突然ですが、今の日本で生きていると、たまに息苦しくなることはありませんか?
誰かの失敗をみんなで叩き、スマホの画面越しに「正義」という石を投げ合う。
そんな現在の空気感を、あまりにも完璧に、そして残酷なまでに描き切った作品に出合ってしまいました。

少年ジャンプ+で連載されている『大人大戦』です。

私はこの作品を読んだ時、鳥肌が立ってしまいました。
ただの作り話と表現するにはリアル過ぎたからです。
一歩間違えるとこうなっていたのでは?と感じる不気味な未来が、そこにはありました。

おまろ
おまろ

以下の内容は、一部ネタバレを含みます。
予備知識を全く入れないで本作を読みたい方は、読後に記事を読むことをお勧めします。


【作品概要】『大人大戦』1巻とは、どんな内容なのか?

書名『大人大戦』1
著者名原作:かっぴー  作画 都築真佐秋
出版社集英社
発行年2025年6月4日
おいとま充実度4 / 5

物語の舞台は、ある特殊なSNSが普及した現代の日本です。
その名は、国家公認SNS「ガーデン」。
このシステムにより、国民のあらゆる行動は24時間365日監視され、不適切な行動をとる者は即座に排除されるようになりました。
そんな中、15年もの間、眠り続けていた少年・浦島優太郎が目を覚まします。
彼が目にしたのは、人々が互いに監視し合い、異様な「OKサイン」を送り合う、かつての日本とは似ても似つかぬ「楽園」でした。
SNSという名の巨大な檻の中で、浦島の生き残りをかけた戦いが始まります。

『大人大戦』1巻の展開が神すぎる理由3選

SNS監視社会の不気味な空気感の描き方がもはや神の領域

この物語の武器は、読者の心をざわつかせる「不気味な雰囲気」と、それを支える神がかった設定です。
国家公認SNS「ガーデン」が、一見すると世の中を良くしているように見えて、実は人間の自由をじわじわと奪っているからです。
この「善意による支配」の描き方が、あまりにも丁寧で不気味なのです。

想像してください。
国民全員が24時間365日監視され、道ゆく人々が「OKサイン」を出し合う社会を。
その光景は、とても不気味です。
物語の中で、SNSを悪用して目立とうとした配信者が、主人公に叩きのめされるシーンがあります。
正直に言うと、私はその瞬間「自業自得だ、スカッとした」と思ってしまいました。
でも、その直後にゾッとしたんです。
「自分も、この異常なSNS社会のルールに飲み込まれている」と。
今の日本でも起きている「一億総叩き」の怖さと素晴らしさを、これほどまでに見事に描いた作品を私は他に知りません。

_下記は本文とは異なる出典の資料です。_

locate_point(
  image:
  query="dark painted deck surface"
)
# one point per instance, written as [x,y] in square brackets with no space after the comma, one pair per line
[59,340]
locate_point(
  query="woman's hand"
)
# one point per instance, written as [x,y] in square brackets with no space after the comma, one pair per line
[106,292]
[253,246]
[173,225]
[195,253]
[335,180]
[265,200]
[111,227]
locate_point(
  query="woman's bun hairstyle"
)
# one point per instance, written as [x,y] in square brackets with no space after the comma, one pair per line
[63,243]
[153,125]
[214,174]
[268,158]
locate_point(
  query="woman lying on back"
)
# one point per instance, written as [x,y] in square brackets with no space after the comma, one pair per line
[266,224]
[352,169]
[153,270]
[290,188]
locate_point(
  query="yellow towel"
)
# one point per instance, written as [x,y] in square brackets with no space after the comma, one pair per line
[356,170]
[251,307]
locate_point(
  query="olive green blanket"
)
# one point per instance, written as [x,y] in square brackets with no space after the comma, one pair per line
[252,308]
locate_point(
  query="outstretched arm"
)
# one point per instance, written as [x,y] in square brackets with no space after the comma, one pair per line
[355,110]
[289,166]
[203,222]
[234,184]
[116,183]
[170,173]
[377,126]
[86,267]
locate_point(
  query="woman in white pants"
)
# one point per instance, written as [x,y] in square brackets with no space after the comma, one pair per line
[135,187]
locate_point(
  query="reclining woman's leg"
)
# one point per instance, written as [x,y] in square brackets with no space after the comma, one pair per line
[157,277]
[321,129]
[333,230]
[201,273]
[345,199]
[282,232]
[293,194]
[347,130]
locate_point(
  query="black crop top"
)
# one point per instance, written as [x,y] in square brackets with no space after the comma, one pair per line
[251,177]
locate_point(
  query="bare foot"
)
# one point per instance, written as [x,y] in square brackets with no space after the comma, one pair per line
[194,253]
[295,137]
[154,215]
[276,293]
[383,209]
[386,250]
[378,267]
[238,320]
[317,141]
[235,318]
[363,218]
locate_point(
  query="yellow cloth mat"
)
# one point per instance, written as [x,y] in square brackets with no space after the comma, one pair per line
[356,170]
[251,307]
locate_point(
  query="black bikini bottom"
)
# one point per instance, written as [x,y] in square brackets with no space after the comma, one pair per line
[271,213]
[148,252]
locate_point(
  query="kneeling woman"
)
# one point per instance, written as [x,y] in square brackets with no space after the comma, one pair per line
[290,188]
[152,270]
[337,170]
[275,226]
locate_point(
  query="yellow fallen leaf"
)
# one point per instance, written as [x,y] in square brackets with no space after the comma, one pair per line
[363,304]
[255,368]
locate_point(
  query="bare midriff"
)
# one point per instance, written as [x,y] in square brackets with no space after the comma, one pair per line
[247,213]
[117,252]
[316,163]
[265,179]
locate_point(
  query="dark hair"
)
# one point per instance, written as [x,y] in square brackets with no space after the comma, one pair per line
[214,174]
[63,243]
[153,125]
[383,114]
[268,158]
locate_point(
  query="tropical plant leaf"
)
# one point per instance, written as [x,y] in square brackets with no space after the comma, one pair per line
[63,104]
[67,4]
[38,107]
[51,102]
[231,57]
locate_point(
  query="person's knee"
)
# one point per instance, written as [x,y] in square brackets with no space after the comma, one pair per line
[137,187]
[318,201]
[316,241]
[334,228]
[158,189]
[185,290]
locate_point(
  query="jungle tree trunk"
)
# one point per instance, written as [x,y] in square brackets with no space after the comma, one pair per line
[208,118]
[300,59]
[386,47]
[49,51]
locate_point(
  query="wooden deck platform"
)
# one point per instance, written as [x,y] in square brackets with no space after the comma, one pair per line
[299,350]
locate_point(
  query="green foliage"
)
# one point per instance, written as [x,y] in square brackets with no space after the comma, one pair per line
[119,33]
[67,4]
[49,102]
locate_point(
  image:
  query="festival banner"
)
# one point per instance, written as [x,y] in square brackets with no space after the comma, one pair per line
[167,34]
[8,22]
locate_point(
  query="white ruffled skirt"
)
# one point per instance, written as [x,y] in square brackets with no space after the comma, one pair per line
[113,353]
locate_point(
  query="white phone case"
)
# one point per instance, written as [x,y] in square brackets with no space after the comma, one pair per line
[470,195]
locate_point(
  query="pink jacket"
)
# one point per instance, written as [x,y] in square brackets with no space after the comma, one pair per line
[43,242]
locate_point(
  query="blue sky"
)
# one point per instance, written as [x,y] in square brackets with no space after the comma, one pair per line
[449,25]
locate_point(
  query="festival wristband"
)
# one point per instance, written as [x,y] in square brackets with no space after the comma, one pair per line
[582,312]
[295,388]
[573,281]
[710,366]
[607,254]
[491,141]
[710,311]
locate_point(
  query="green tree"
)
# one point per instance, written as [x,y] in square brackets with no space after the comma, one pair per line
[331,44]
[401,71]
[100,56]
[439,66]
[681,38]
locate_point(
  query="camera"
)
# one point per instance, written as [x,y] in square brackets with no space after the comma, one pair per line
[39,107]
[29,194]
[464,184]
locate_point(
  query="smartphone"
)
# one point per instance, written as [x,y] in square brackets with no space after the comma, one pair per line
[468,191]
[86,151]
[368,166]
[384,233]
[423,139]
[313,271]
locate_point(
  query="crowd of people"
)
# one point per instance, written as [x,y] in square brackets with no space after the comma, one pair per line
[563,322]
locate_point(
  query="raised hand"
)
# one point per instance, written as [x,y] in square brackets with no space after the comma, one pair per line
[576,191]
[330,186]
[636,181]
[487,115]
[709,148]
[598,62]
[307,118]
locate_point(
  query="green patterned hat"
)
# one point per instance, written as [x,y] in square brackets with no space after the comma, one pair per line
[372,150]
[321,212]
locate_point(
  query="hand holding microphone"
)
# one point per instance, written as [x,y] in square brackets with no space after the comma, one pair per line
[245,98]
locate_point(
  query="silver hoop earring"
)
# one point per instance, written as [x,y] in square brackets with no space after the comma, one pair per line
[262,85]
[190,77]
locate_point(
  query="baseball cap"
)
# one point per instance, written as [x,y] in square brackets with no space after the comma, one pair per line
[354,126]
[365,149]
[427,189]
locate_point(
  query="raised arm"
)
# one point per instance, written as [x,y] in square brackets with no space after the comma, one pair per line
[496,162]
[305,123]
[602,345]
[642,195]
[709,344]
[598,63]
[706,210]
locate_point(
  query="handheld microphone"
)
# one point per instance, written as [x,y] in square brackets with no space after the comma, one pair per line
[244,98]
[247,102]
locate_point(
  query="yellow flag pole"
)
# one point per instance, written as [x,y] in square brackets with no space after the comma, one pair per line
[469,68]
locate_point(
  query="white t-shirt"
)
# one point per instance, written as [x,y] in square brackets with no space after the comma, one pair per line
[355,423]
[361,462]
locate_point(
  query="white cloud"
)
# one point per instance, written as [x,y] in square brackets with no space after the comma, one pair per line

この作品は、私たちがスマホを手放せない理由と、その代償として何を失っているのかを、鋭いナイフで抉り出すように教えてくれます。


浦島は現代の「トモダチ」か? 神として祀られる異様さ

主人公・浦島優太郎を「神様」として崇め奉る設定が、物語に圧倒的な深みを与えています。

この漫画を読んだとき、私は名作『20世紀少年』の「トモダチ」を思い浮かべました。
自分の意志とは関係なく、周囲が勝手に浦島を聖なる存在として祀り上げていく。
その宗教的な不気味さが、作品全体に不穏なオーラを纏わせているのです。

特に震えたのは、黒田議員の公設秘書が「浦島は神だ」と断言するシーンです。
15年間寝たきりだった彼が、まるでイエス・キリストのような容貌で描かれたとき、私は思わず息を飲みました。
浦島本人の「大人の基準」が少し分かりにくかったり、お父さんとの思い出が弱く感じたりする部分もあるかもしれません。
しかし、それは彼を「空っぽの神」として描くための緻密な計算でしょう。
周囲が勝手に彼を偶像化していく様子は、まさに今のネット社会の「教祖様」が生まれる瞬間を見ているようです。

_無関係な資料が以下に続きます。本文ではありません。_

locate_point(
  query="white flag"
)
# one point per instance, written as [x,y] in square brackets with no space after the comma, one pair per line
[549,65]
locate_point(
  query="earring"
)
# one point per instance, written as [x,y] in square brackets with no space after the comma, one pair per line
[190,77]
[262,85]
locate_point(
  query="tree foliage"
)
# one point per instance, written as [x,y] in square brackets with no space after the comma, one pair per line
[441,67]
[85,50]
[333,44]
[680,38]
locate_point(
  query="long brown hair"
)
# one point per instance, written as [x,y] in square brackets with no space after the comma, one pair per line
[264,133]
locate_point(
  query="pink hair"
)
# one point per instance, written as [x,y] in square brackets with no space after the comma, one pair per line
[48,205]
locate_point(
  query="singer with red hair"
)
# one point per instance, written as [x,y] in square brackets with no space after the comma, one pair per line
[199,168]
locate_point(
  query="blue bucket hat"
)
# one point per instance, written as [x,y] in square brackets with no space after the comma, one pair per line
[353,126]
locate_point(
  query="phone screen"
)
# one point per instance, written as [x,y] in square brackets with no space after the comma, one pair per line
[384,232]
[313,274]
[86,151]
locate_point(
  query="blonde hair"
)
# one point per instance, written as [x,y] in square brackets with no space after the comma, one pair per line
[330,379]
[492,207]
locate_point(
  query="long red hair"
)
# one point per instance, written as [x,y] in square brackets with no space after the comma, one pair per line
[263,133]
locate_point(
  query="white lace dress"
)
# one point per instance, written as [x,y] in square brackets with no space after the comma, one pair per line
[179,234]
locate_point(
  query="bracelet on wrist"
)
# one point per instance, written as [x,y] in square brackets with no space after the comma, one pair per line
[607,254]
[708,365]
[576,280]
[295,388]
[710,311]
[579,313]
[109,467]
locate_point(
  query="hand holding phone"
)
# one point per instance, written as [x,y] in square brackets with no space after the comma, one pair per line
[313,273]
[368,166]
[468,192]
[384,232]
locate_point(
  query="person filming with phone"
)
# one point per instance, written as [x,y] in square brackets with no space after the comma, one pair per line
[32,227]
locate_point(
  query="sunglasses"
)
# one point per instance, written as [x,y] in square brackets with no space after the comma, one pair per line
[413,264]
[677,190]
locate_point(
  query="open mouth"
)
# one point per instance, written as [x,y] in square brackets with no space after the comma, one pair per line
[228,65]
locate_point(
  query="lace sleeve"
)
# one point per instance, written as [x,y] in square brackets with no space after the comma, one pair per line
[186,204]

浦島という存在を通して、私たちは「人はなぜ、これほどまでに誰かを神にしたがるのか」という人間の心の弱さを突きつけられます。

正直に言えば、浦島が語る「大人の基準」は、少し分かりにくく感じるかもしれません。
彼とお父さんの思い出も、他の漫画のような熱い絆とは少し違っていて、最初はなかなか気持ちが追いつかない部分もあります。
でも、その「掴みどころのなさ」こそが、この物語を特別なものにしています。


新機軸、神(市民)VS 権力という新しい対立構造

『大人大戦』の新しい部分は、神として崇められる浦島が「一介の市民」として権力と戦う構造にあります。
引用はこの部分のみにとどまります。